Men are wanted in Missouri--in Western Virginia…in Texas, and all along the sea coast, and though the Government has at its command a class… deeply interested in suppressing the insurrection, it sternly refuses to summon…a single man, and…insults the whole class by refusing to allow any of their number to defend with their strong arms and brave hearts the national cause.
Why does the Government reject the Negro? Is he not a man? Can he not wield a sword, fire a gun, march…and obey orders like any other?
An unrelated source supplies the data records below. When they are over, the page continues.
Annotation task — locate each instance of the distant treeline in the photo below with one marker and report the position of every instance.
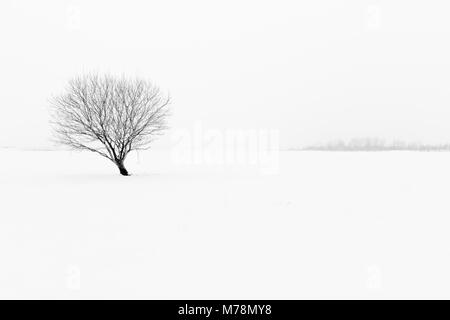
(376, 144)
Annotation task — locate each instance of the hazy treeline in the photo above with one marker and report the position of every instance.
(376, 144)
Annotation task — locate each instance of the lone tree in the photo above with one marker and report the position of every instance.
(110, 116)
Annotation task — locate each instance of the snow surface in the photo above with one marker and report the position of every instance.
(327, 225)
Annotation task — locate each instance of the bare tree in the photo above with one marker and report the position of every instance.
(109, 116)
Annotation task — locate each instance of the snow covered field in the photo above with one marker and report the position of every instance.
(327, 225)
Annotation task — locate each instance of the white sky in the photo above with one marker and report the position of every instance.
(315, 70)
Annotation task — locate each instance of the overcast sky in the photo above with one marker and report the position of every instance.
(315, 70)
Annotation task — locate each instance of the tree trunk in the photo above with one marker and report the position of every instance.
(122, 169)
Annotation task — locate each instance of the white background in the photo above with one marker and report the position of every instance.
(322, 225)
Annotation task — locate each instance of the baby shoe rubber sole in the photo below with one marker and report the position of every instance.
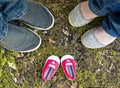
(50, 67)
(69, 66)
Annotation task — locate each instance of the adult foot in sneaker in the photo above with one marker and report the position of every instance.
(20, 39)
(37, 16)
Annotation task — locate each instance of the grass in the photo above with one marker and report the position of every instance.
(96, 68)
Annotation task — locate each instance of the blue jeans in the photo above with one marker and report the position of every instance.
(111, 8)
(10, 10)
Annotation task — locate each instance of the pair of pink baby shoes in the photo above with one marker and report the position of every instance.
(52, 64)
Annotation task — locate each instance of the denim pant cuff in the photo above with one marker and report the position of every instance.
(22, 12)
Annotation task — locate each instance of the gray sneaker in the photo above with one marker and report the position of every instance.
(20, 39)
(37, 16)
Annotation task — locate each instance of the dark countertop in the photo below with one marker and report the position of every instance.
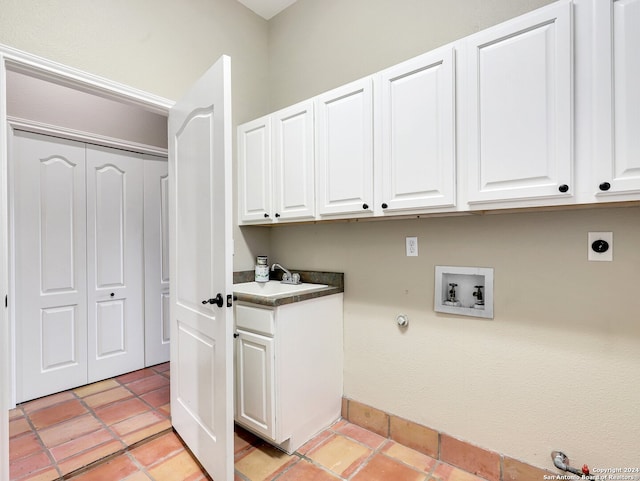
(334, 281)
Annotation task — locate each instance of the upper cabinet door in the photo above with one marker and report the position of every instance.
(617, 69)
(344, 135)
(417, 132)
(254, 171)
(519, 107)
(293, 162)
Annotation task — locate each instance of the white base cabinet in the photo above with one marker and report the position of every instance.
(78, 218)
(288, 369)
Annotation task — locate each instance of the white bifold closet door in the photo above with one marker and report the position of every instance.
(50, 264)
(115, 262)
(79, 263)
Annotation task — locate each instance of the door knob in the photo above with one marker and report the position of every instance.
(216, 300)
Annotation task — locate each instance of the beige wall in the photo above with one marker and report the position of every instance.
(160, 46)
(558, 366)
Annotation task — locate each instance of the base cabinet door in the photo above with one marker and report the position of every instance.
(255, 189)
(617, 67)
(255, 395)
(518, 97)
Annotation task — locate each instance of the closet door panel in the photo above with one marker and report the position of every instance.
(109, 217)
(156, 255)
(48, 178)
(115, 262)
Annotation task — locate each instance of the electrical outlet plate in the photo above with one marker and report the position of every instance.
(600, 256)
(412, 246)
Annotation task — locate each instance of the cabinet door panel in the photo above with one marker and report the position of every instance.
(418, 132)
(618, 97)
(519, 112)
(254, 171)
(344, 138)
(115, 262)
(293, 162)
(255, 395)
(50, 255)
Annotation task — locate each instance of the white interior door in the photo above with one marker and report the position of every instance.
(114, 262)
(156, 261)
(202, 269)
(50, 275)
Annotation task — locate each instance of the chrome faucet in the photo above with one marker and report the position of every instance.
(287, 277)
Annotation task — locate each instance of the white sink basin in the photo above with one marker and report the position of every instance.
(274, 288)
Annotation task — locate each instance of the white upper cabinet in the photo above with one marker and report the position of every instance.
(344, 147)
(416, 133)
(254, 171)
(617, 98)
(518, 116)
(293, 162)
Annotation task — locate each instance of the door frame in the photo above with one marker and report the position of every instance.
(20, 61)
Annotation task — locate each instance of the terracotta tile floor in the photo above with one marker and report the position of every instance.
(56, 435)
(107, 418)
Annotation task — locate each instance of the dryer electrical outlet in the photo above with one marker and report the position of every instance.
(412, 246)
(600, 245)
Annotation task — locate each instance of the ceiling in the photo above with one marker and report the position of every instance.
(267, 8)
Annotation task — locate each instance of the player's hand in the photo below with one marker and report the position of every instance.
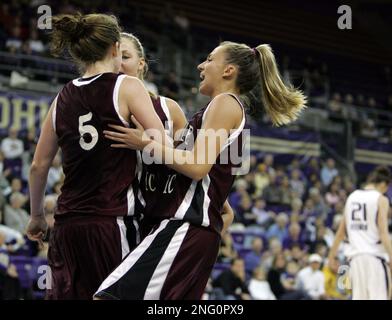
(128, 137)
(37, 229)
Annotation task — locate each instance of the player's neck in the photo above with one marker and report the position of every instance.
(225, 88)
(98, 68)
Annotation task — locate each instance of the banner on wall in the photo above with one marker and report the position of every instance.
(22, 111)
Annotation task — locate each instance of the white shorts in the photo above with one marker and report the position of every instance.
(370, 278)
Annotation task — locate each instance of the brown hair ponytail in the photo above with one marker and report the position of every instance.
(283, 103)
(260, 82)
(86, 38)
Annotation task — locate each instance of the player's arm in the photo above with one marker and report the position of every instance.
(223, 115)
(382, 220)
(134, 95)
(227, 216)
(43, 157)
(340, 234)
(177, 116)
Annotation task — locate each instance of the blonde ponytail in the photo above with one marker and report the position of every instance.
(283, 103)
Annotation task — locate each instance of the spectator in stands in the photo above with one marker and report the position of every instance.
(35, 44)
(332, 196)
(272, 194)
(335, 104)
(14, 42)
(11, 146)
(286, 191)
(296, 183)
(232, 281)
(309, 208)
(258, 287)
(328, 172)
(244, 212)
(269, 163)
(14, 216)
(293, 237)
(263, 218)
(235, 197)
(279, 228)
(227, 251)
(320, 208)
(311, 279)
(253, 259)
(282, 290)
(312, 168)
(332, 291)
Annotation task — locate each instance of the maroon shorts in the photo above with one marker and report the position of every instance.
(173, 262)
(83, 251)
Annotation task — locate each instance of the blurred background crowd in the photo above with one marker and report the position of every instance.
(289, 205)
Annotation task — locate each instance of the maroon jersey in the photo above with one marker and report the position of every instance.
(169, 194)
(98, 177)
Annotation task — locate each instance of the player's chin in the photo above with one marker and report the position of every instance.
(203, 89)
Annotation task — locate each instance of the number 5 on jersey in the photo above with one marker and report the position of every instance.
(87, 129)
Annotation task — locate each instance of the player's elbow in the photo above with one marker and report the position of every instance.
(197, 173)
(39, 166)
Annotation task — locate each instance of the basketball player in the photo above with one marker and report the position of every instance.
(88, 240)
(369, 251)
(154, 176)
(175, 260)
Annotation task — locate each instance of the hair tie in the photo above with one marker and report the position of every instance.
(255, 51)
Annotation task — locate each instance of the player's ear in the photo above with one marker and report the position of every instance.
(116, 49)
(229, 71)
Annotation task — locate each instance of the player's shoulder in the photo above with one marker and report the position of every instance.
(225, 106)
(383, 200)
(131, 83)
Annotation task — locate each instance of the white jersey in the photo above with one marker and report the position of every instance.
(361, 215)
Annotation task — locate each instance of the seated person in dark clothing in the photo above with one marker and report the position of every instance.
(232, 281)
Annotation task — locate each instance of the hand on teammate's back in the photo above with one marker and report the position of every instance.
(36, 229)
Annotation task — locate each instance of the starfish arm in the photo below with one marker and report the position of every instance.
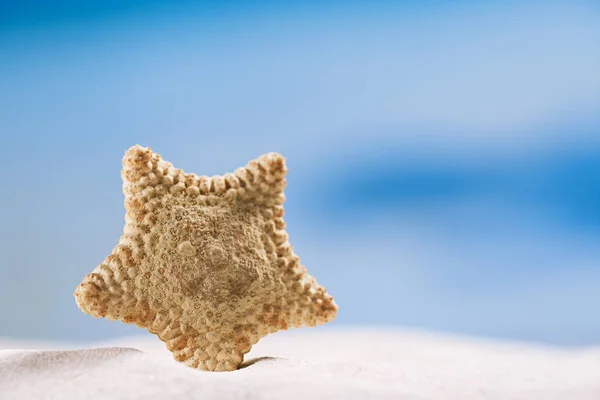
(109, 290)
(263, 181)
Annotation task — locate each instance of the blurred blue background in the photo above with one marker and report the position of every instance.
(444, 156)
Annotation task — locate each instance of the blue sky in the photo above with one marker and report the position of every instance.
(444, 158)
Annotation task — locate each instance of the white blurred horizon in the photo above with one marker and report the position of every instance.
(444, 161)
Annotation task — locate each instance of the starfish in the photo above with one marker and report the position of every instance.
(205, 262)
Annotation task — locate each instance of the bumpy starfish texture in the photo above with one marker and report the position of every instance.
(205, 262)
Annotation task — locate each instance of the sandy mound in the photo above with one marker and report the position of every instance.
(331, 365)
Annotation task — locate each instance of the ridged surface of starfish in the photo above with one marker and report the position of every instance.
(205, 262)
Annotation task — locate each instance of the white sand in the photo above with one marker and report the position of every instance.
(308, 364)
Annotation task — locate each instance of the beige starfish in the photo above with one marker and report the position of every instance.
(205, 263)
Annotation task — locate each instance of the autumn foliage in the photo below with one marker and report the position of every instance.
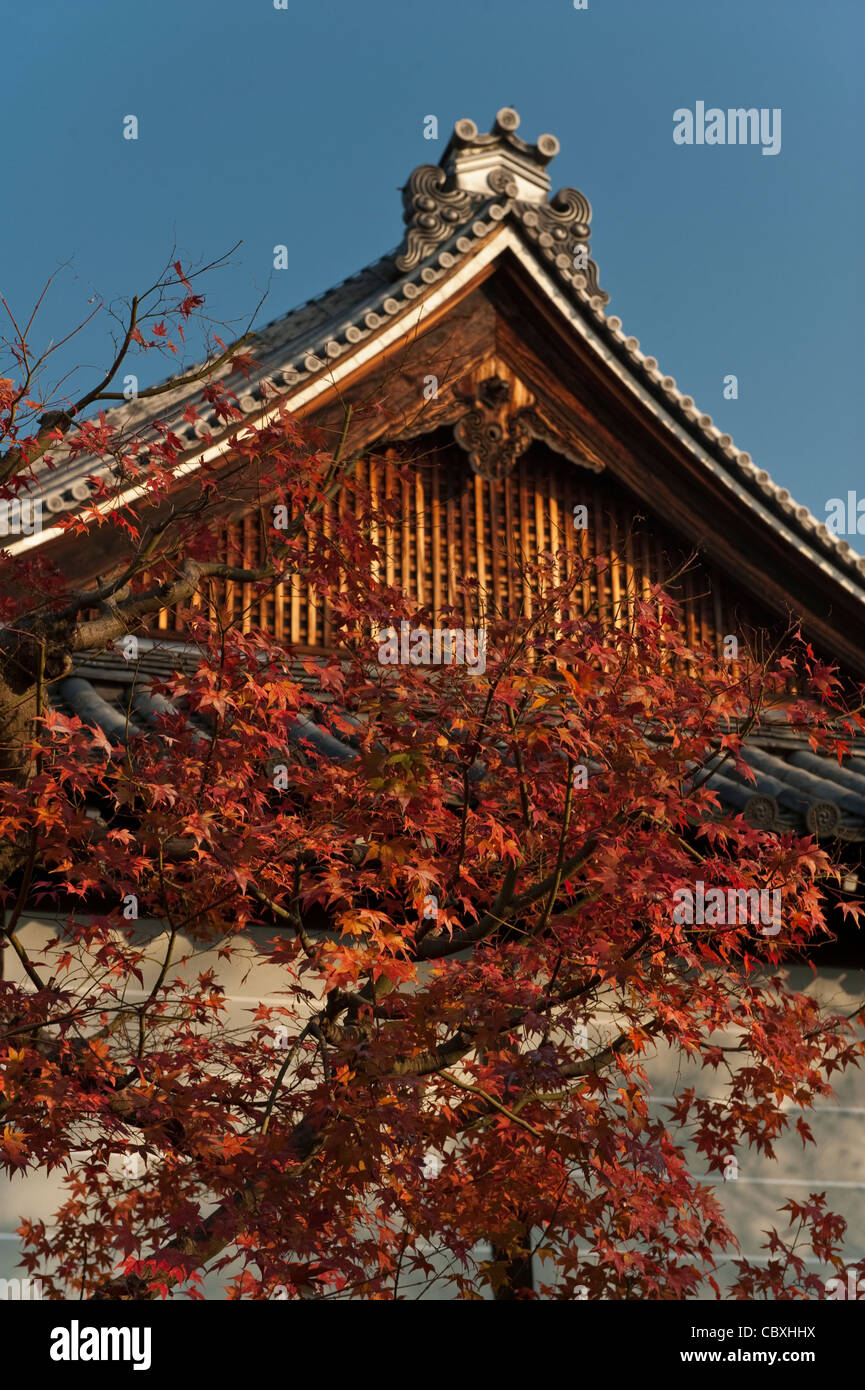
(469, 900)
If…we can be allowed to speak to the President of the United States, we should ask him if this…is a time for…prejudice? …We would tell him that General Jackson…fought side by side with Negroes at New Orleans, and he bore testimony to their bravery at the close of the war. We would tell him that colored men in Rhode Island and Connecticut performed their full share in the war of the Revolution. We would tell him that this is no time to fight with one hand, when both are needed; this is no time to fight only with your white hand, and allow your black hand to remain tie. It is now pretty well established, that there are many colored men in the Confederate army doing duty not only as cooks, servants and laborers, but as real soldiers. That the Negroes are numerous in the rebel army, and do for that army its heaviest work, is beyond question…Negroes helped to build the batteries at Charleston. They relieve their…military masters from the drudgery of the camp, and devote them to the…use of arms…the slaveholding rebel accepts the aid of the black man as readily as that of any other. If a bad cause can do this, why should a good cause be less wisely conducted? We insist upon it, that one black regiment…would be worth to the Government more than two of any other. Men in earnest don't fight with one hand, when they might fight with two, and a man drowning would not refuse to be saved even by a colored hand.
- What serious problem did the Union have according to this article?
- What argument was Douglass trying to make to solve the problem?
- Why did he believe African Americans would make good soldiers?